Vierzehntes Kapitel.

Als man den Hauptmann nach jenem Gefechte verwundet und betäubt auf sein Zimmer zurücktrug, übernahm Frau von Wessen wie bekannt die Rolle der Wärterin und ließ deshalb um in seiner Nähe zu bleiben, ihr Bett ohne der Mutter Wissen, in jene leere, nachbarliche Kammer versetzen. Erst späterhin bemerkte die Baronin diesen ihr höchst mißfälligen Uebelstand, wieß Julien auf der Stelle einen Platz in ihrem eigenen Schlafzimmer an, gesellte ihr, als diese Weisung unbeachtet blieb, Augusten bey und verschloß die bewußte Tapeten-Thür. Frau von Wessen aber schloß sie, um sich einen weiten Umweg zu ersparen, am folgenden Morgen wieder auf und aus angebohrner Furcht vor Dieben und Kobolden, Nacht für Nacht die andere zu, welche über den unheimlichen Saal in die Zimmer der Baronin hinüber führte. Auguste hingegen der es nie beykam den lieben Gast auf einem Schleifwege heimsuchen zu wollen, glaubte die streitige, von der Mutter gesperrte Thüre noch immer fest verschlossen, und ahnte nicht daß ihr Verhängniß sie im tiefsten Nachtkleid und in der verdächtigsten Stunde hindurch, und an das Bett eines feurigen, hoffnungslos geliebten Mannes führen werde. Oft genug ward die vermißte Nachtwandlerin in frühern Zeiten bald von dem Simse des Fensters bald aus irgend einem entlegenen Verstecke zurückgehohlt. Das Übel nahm mit den Jahren ab und immer hatte man sie bey den seltenern Rückfällen von der verschlossen gefundenen Thüre ohne weiteres in ihr Bettchen zurückkehren sehn.

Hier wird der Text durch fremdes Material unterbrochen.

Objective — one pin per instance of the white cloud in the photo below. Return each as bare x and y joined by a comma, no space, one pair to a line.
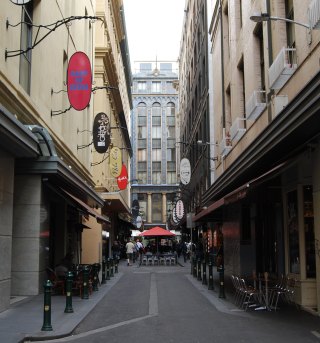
154,28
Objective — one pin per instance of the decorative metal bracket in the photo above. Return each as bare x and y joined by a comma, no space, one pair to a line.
50,28
104,87
56,113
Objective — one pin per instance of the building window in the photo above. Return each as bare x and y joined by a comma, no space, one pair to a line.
25,43
156,207
143,203
171,178
156,154
142,86
156,87
156,178
290,26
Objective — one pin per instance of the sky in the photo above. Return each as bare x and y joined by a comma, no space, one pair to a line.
154,29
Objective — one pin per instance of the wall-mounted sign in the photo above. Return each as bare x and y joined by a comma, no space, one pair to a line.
101,133
185,171
20,2
115,161
79,81
122,179
174,216
135,207
179,209
138,222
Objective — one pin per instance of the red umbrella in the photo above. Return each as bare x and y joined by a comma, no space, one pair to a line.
157,231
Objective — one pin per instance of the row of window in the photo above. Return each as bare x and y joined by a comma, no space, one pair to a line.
154,87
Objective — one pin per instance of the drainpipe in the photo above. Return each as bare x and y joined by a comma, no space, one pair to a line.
270,59
222,70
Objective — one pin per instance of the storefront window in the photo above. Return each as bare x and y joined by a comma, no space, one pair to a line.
309,232
293,232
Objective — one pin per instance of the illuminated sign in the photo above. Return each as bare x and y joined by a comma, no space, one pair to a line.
20,2
79,81
101,133
115,161
122,179
185,171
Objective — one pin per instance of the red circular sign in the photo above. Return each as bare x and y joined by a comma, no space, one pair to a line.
122,179
79,81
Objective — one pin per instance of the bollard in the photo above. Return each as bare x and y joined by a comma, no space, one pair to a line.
112,267
221,280
69,282
210,284
103,280
47,306
194,267
204,273
85,283
108,269
199,270
95,269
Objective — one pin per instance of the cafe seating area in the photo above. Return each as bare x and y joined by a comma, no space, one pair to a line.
165,259
260,292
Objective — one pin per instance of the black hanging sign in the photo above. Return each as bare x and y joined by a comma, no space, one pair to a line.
101,133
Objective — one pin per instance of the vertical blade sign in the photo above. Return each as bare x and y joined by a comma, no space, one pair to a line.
79,81
101,133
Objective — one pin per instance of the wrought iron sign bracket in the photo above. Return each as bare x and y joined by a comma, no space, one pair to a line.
50,28
56,113
104,87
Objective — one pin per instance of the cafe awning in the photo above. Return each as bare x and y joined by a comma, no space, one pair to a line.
86,208
209,213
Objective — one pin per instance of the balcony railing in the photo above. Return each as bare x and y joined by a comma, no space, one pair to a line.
255,105
282,68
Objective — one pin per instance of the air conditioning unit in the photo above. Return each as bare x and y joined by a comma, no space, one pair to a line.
279,103
237,129
282,68
225,147
314,14
255,105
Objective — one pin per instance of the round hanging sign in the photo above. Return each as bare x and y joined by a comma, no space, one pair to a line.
101,133
179,209
79,81
115,161
122,179
185,171
20,2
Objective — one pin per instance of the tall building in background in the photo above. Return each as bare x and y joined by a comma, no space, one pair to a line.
154,164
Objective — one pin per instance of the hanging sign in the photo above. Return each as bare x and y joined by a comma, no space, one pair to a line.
20,2
185,171
138,222
115,161
122,179
79,81
135,207
179,209
174,215
101,133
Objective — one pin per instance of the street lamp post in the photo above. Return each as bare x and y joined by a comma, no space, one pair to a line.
259,17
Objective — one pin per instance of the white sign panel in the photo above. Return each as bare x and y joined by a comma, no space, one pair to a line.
185,171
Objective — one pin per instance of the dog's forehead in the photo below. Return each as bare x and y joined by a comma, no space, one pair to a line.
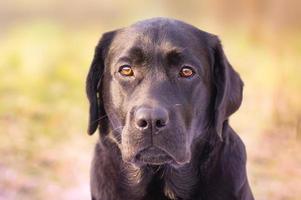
164,34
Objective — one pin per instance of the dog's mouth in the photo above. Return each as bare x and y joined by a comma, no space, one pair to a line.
153,156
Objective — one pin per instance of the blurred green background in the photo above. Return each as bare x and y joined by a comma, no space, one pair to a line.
45,51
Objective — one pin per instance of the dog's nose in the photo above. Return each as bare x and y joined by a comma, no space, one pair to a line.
151,118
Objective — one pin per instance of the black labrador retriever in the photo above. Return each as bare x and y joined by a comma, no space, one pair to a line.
161,92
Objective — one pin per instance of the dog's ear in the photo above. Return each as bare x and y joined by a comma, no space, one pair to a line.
228,87
97,115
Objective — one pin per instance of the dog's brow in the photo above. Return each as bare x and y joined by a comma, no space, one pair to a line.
137,54
174,56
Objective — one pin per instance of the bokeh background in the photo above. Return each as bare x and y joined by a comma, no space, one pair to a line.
45,51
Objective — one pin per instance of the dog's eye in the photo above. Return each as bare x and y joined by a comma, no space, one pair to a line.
126,70
186,72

Welch Entsetzen mußte daher dieses reine, von dem erklärten Brautstand der Schwägerin so eben gebrochene Herz ergreifen, als Woldemars spöttisches Lächeln, als sein zum Pfand gesetztes Ehrenwort die leise Ahnung einer schrecklichen Möglichkeit zur Überzeugung erhob.

Die kranke Baronin lag indeß während des Aufbruchs der Besatzung, von allen den Ihrigen verlassen da. Sie hörte den Lärm, das Wirbeln der Trommeln, den Hufschlag der Rosse und schellte vergebens. Die Bedienten kannegießerten im Hofe mit den marschfertigen Jägern, die Jungfer lag, in Thränen aufgelöst, an des Feldscheers Brust, das Stuben-Mädchen wollte den Pfeifer nicht lassen, Juliens Kammerfrau saß erstarrt vor der verzweifelnden Braut, und Augustens alte Wärterin lief der schluchzenden Enkelin nach, die ihrem Trommelschläger den Wirbel verdarb.

Das Getöse nahm kein Ende, der zersprungene Klingeldrath lag am Boden, und die Baronin, welche jetzt nichts sicherer glaubte, als daß der Feind zu Folge eines zweyten gelungenern Überfalls das Schlimmste beginne, sprang, von der Angst geheilt, plötzlich auf, um ihre Küchlein mit Hand und Mund bis auf den letzten Odemzug zu vertheidigen. Aber noch stand im Vorsaal alles auf dem gewohnten Platz. Von Zimmer zu Zimmer eilte sie nach Juliens Schlafkammer, trat jetzt erblassend vor ein Schreckbild das unter wilden Krämpfen ächzte und nahm, nach Hülfe rufend, Augusten wahr, die einer Sterbenden gleich vor ihrem Bette kniete und taub für allen Jammer dieser Scene schien. Welch ein Abend! Welch eine Masse von Seufzern und von Thränen, von denen ach, so wenige ein Gegenstand für die wohlthuende, Schmerz und Thränen wiegende Vergelterin seyn konnten.

Zerstört im Innersten klagte Julie ihr Geschick an; in Thränen edler Schaam gebadet, verging die holde Nachtwandlerin; sprachlos stand die schluchzende Mutter zwischen der Gruppe und die betäubten Bräute des Frey-Corps sprangen mit verweinten Augen bunt durch einander ab und zu und hohlten in der Zerstreuung Öhl statt des Essigs, Tinte statt des Balsams und den Pastor statt des Baders herbey.